Vom 29. April bis zum 2. Mai 2014 fand in Heidelberg bereits die 3. Max Planck Masterclass in International Law statt. Unter der Überschrift “Critical Studies of International Law” wurde an vier Tagen intensiv darüber diskutiert, was (internationales) Recht zu leisten vermag. Martti Koskenniemi, dessen Arbeiten im Mittelpunkt der Masterclass standen, ist bekannt für seine Analyse der Völkerrechtswissenschaft, die oft zwischen apologetischem Etatismus und utopischen Humanismus zerrissen scheint. Er prägte die für die Bewegung der „critical legal studies“ zentrale These von der Unbestimmtheit des Rechts entscheidend mit. In den letzten Jahrzehnten forderte er immer wieder gerade die wohlmeinenden Mainstream-Positionen heraus: er wendet sich gegen einen blinden Menschenrechts-Optimismus ebenso wie gegen den enthusiastischen Ruf nach Politisierung. „Go against your friends“ lautet nach eigener Aussage seine Parole.
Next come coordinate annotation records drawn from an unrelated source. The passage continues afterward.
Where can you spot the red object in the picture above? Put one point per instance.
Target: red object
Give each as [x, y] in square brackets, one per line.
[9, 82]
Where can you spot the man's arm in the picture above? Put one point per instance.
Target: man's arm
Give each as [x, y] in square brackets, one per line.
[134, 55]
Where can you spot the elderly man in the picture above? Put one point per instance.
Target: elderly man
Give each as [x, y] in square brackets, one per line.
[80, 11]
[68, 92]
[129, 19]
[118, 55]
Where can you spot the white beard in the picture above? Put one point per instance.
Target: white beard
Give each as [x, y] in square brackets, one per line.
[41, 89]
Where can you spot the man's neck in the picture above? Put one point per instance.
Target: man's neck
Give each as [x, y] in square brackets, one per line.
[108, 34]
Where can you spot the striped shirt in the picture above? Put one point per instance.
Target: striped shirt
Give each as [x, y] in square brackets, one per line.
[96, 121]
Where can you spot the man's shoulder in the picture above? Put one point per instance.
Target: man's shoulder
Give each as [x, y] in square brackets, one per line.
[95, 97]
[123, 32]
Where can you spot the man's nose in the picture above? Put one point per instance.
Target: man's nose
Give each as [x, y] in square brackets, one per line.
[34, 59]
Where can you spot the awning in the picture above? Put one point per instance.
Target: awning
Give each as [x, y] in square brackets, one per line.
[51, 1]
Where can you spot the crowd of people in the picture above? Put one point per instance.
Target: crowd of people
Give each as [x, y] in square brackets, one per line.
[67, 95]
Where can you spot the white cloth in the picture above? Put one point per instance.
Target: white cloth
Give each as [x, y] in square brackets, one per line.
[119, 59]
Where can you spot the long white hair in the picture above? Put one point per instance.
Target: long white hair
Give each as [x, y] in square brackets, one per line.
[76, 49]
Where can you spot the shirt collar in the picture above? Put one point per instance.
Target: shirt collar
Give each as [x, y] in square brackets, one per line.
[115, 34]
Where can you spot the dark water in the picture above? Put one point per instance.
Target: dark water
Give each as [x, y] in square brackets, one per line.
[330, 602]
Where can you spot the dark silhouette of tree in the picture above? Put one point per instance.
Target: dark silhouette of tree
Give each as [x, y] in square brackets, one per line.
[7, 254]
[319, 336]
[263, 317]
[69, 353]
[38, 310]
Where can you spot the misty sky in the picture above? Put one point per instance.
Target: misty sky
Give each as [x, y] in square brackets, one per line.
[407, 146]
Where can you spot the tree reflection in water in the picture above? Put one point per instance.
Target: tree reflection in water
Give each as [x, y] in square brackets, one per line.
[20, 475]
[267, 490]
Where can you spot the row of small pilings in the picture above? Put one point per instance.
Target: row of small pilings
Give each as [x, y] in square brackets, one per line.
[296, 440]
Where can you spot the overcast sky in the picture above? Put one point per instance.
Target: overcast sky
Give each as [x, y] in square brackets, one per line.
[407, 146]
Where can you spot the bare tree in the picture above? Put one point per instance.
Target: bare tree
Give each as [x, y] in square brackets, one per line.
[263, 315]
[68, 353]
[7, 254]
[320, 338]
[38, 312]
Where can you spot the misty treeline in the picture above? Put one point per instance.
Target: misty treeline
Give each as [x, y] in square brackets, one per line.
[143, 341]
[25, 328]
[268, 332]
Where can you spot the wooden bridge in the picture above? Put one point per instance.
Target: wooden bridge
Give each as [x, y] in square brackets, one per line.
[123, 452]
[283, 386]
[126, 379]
Die Diskussionen mit ihm waren dementsprechend lebhaft und abwechslungsreich.

An einem ersten Tag stand die dekonstruktivistische Arbeit Martti Koskenniemis im Zentrum: In seiner 1985 erschienenen Dissertation „From Apology to Utopia“ analysiert Koskenniemi die Spannung zwischen der Objektivität und der Konkretheit des Rechts und beschreibt anhand verschiedener Themenfelder wie Souveränität, internationalen Verträgen und Gewohnheitsrecht, wie die juristische Wissenschaft zwischen fallbezogener und systematischer Argumentation changiert. Letztlich ist die Auslegung eben eine Frage der Entscheidung und damit immer auch eine politische Wahl. Die Frage nach dem Zusammenhang von Recht und Politik bescherte den Teilnehmern und Teilnehmerinnen nun gleich am ersten Tag die Zeichnung von Wittgensteins Kaninchen-Enten-Illusion, welche die Masterclass fortan (doppelt) beäugte.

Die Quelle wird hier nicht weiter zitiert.